Née vers 1519 à Cumigny et morte le 3 janvier 1618 à Genève. Presque centenaire, Michelle Nicod travaille comme imprimeuse, éditrice et libraire jusqu’à ses derniers jours. Elle commence par travailler en collaboration avec son époux, Jean Durant, qu’elle remplace durant ses nombreux et longs voyages, puis reprend l’atelier de celui-ci à sa mort, en 1588. Elle imprime et édite de nombreux livres de toutes sortes : œuvres poétiques, livre de remèdes médicinaux, manuels scolaires ou encore livres de Psaumes, sous le nom de « veuve Durant », puis sous son nom propre. Son succès est visible par la présence de livres portant son nom dans les bibliothèques de Toulouse, Grenoble ou Avignon. Malgré son remariage avec le notaire Olivier Dagonneau, elle continue à mener ses affaires indépendamment, n’ayant besoin de la présence de son époux que pour la conclusion de contrats. Cela fait d’elle un exemple rare de femme indépendante, car la majorité des femmes imprimeuses de cette époque se contentaient de reprendre un temps le commerce de leur défunt époux avant de le transmettre à un fils ou à un gendre.

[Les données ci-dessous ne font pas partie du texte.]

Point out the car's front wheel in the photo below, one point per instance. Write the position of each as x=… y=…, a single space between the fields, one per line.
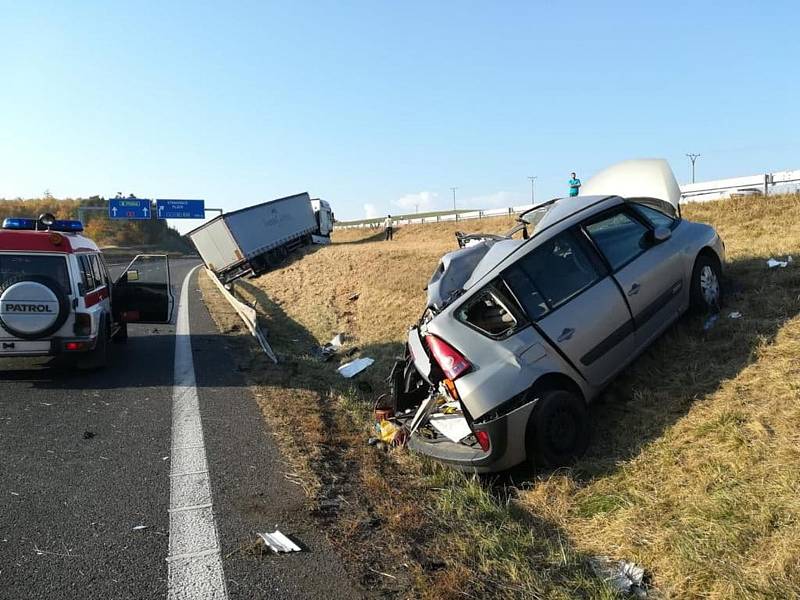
x=558 y=431
x=706 y=290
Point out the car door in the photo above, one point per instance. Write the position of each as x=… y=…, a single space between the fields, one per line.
x=566 y=290
x=649 y=272
x=143 y=293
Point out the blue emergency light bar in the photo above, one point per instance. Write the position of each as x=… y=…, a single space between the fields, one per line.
x=33 y=224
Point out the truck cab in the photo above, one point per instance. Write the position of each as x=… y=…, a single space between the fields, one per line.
x=57 y=296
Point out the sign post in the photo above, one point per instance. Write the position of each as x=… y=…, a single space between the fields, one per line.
x=129 y=208
x=180 y=209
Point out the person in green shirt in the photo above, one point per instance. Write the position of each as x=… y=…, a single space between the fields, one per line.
x=574 y=185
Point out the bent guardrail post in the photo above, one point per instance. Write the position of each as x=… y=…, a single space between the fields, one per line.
x=248 y=314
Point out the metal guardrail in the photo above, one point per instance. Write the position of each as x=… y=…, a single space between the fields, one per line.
x=248 y=314
x=690 y=192
x=441 y=218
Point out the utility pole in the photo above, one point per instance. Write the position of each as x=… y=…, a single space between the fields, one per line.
x=693 y=158
x=533 y=180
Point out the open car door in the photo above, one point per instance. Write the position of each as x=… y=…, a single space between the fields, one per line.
x=143 y=293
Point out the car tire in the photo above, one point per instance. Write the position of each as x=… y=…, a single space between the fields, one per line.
x=61 y=298
x=96 y=358
x=122 y=334
x=706 y=287
x=558 y=430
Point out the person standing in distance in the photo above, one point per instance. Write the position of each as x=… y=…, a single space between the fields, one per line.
x=574 y=186
x=388 y=227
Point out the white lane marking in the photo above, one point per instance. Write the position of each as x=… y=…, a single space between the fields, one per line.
x=195 y=561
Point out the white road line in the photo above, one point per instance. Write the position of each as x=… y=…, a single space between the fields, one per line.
x=194 y=561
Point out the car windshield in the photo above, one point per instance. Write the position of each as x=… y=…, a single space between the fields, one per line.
x=533 y=216
x=26 y=265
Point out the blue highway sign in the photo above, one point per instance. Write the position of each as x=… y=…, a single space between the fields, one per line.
x=129 y=208
x=181 y=209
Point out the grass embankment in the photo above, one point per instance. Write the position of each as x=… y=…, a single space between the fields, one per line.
x=693 y=468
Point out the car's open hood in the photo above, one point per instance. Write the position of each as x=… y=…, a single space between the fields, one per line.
x=640 y=178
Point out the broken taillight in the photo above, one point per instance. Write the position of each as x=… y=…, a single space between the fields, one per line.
x=451 y=361
x=483 y=440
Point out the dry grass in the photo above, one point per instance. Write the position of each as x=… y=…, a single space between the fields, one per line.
x=692 y=470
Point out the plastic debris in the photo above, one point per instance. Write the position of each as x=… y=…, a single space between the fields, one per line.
x=710 y=322
x=354 y=367
x=625 y=577
x=772 y=263
x=278 y=542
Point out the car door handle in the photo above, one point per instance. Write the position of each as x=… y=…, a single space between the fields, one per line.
x=566 y=334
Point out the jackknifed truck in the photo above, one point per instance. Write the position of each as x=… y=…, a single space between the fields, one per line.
x=252 y=240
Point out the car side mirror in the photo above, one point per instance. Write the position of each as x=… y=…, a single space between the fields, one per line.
x=661 y=234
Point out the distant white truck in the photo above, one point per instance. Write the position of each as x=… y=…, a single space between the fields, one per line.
x=253 y=240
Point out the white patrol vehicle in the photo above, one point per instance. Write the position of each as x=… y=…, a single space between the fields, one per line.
x=57 y=297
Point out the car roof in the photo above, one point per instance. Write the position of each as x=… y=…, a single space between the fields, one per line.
x=41 y=241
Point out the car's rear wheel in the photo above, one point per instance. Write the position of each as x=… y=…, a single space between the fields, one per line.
x=706 y=290
x=558 y=430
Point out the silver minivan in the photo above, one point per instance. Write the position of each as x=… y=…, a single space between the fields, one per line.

Elle obtient le privilège d’imprimer les Ordonnances de la Cité de Genève, donné par le Petit Conseil, preuve d’une bonne réputation dans le milieu et qui fait d’elle presque l’imprimeuse officielle de la République ; une preuve de plus de son statut exceptionnel de femme indépendante.

En plus de ses fonctions d’imprimeuse et d’éditrice, Michelle Nicod possède également un atelier de reliure, ainsi que des boutiques à Genève, Lausanne et même à Neuchâtel, ce qui fait d’elle une véritable femme d’affaire, gérant la production des livres de l’imprimerie jusqu’à la vente.

Vers la fin de sa vie, les désaccords entre elle et sa fille les mèneront à un procès qui durera un certain temps. Elle se retrouve également en conflit avec l’Hôpital en 1610 : elle y va tout d’abord comme pensionnaire, en raison de son âge, mais décide rapidement qu’elle préfère rester chez elle et choisit de continuer à travailler, après quoi l’Hôpital retient certains de ses biens en gage pour des frais non payés, ce qui la motive d’autant plus à continuer son activité afin de rembourser ces dettes. Michelle Nicod reste en activité jusqu’à sa mort, à 99 ans.